Designed to make cars more visible to other road users in daylight conditions, daytime running lights (DRL) automatically switch on when the engine is running and switch off when the main headlights are turned on.
They are not designed to help drivers see where they are going, but to enable other road users to see the vehicle.
While all new vehicles have to have daytime running lights at the front, it is not a requirement to fit them at the rear – yet some manufacturers choose to do so, while others do not.
This, according to the RAC, is ‘causing confusion and frustration’ for road users in dull driving conditions.
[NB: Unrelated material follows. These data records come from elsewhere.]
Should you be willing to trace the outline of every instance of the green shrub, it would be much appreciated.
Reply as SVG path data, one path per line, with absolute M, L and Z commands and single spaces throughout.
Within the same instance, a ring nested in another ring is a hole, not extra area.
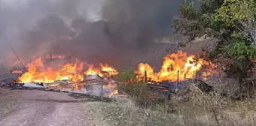
M 132 84 L 136 82 L 136 75 L 133 69 L 128 69 L 120 72 L 116 79 L 122 83 Z
M 118 91 L 124 92 L 136 100 L 138 105 L 147 107 L 154 100 L 154 94 L 148 91 L 148 84 L 136 82 L 133 84 L 119 84 Z

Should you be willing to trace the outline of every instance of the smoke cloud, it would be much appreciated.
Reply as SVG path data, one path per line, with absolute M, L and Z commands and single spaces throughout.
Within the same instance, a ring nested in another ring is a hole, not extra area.
M 44 53 L 108 62 L 172 34 L 180 0 L 2 0 L 2 28 L 23 60 Z M 1 33 L 0 58 L 17 61 Z M 132 51 L 131 51 L 132 50 Z M 11 63 L 9 64 L 11 64 Z

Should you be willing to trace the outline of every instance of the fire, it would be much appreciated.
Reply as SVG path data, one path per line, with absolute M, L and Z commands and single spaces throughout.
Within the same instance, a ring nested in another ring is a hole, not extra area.
M 102 64 L 100 64 L 100 66 L 102 67 L 102 71 L 108 73 L 109 76 L 116 76 L 119 74 L 116 69 L 108 64 L 103 65 Z
M 84 75 L 99 74 L 105 77 L 102 70 L 109 75 L 117 75 L 118 72 L 108 65 L 101 65 L 101 68 L 93 68 L 90 65 L 88 70 L 84 71 L 84 62 L 67 63 L 60 68 L 54 69 L 44 65 L 41 58 L 28 64 L 28 72 L 24 73 L 19 80 L 23 82 L 43 82 L 52 83 L 56 80 L 69 80 L 71 82 L 84 80 Z
M 85 75 L 95 75 L 95 74 L 98 74 L 99 76 L 100 76 L 102 77 L 103 76 L 103 74 L 102 74 L 100 70 L 93 68 L 93 64 L 89 65 L 89 69 L 87 71 L 84 72 L 84 74 Z
M 52 54 L 52 55 L 47 55 L 45 56 L 45 58 L 64 58 L 66 56 L 62 55 L 56 55 L 56 54 Z
M 23 74 L 23 70 L 13 70 L 11 71 L 12 74 Z
M 151 81 L 176 81 L 178 78 L 184 80 L 185 78 L 195 77 L 196 73 L 204 65 L 212 64 L 203 58 L 197 59 L 195 56 L 187 56 L 186 52 L 181 51 L 168 54 L 163 59 L 163 66 L 158 73 L 154 73 L 154 68 L 148 64 L 139 64 L 139 70 L 135 72 L 137 78 L 143 80 L 146 73 L 147 78 Z

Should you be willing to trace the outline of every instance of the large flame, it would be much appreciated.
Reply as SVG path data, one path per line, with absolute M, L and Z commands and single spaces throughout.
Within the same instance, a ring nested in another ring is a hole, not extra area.
M 139 70 L 135 72 L 137 78 L 143 80 L 147 76 L 148 80 L 155 82 L 184 80 L 196 77 L 196 73 L 205 65 L 215 67 L 203 58 L 196 58 L 195 56 L 187 56 L 186 52 L 181 51 L 168 54 L 163 59 L 163 66 L 158 73 L 154 73 L 154 68 L 148 64 L 139 64 Z M 210 73 L 208 71 L 203 75 L 206 77 Z
M 88 70 L 84 71 L 84 64 L 83 62 L 67 63 L 61 68 L 53 69 L 44 65 L 41 58 L 32 62 L 28 65 L 28 72 L 23 74 L 19 80 L 23 82 L 43 82 L 51 83 L 56 80 L 69 80 L 72 82 L 79 82 L 84 80 L 84 75 L 99 74 L 105 77 L 102 70 L 109 75 L 117 75 L 118 72 L 114 68 L 108 65 L 101 65 L 101 68 L 93 68 L 90 65 Z

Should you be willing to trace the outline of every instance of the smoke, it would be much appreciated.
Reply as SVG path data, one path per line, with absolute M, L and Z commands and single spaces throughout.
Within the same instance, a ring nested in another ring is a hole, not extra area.
M 172 34 L 172 21 L 181 2 L 2 0 L 0 19 L 23 60 L 56 53 L 104 61 L 131 50 L 145 50 L 155 38 Z M 17 61 L 2 35 L 1 41 L 0 58 Z
M 109 25 L 113 46 L 147 49 L 152 40 L 172 34 L 180 0 L 108 0 L 102 16 Z M 121 42 L 121 43 L 120 43 Z M 128 48 L 129 49 L 129 48 Z

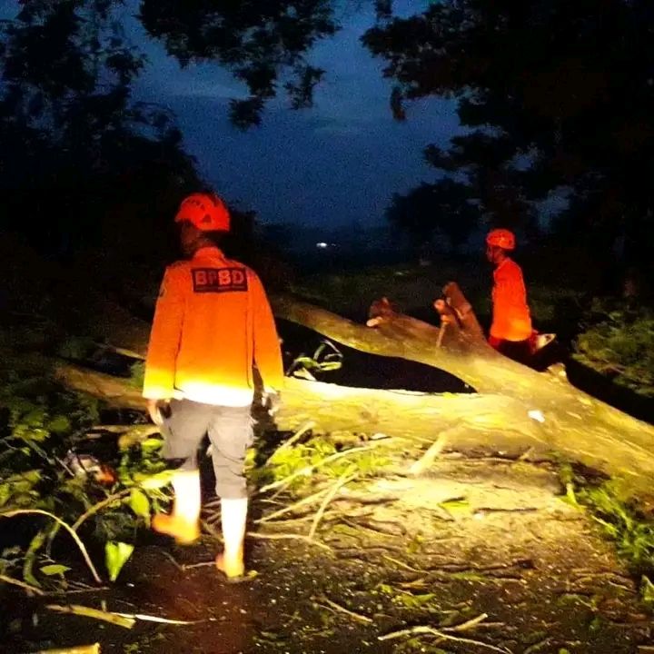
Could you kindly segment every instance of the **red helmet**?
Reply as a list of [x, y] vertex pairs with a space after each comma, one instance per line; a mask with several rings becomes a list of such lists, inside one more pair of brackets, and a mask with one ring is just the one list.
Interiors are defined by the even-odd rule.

62% of respondents to a new RAC survey claimed to see other cars and vans driving in dull overcast conditions with lights on at the front, but no rear lights.
Pete Williams, RAC road safety spokesman, said: “This is potentially a very worrying finding as it implies that many motorists are driving without any rear lights believing that because they have running lights that switch on automatically at the front, they are also on at the rear.
“Alternatively, and arguably just as concerning, these drivers could simply have decided the light conditions were not bad enough to merit turning on their dipped lights or sidelights.
“While daytime running lights are clearly bringing a very valuable safety benefit to the UK’s roads, it would be good for every driver to take just a few minutes to make sure they know whether the vehicles they drive have them or not.”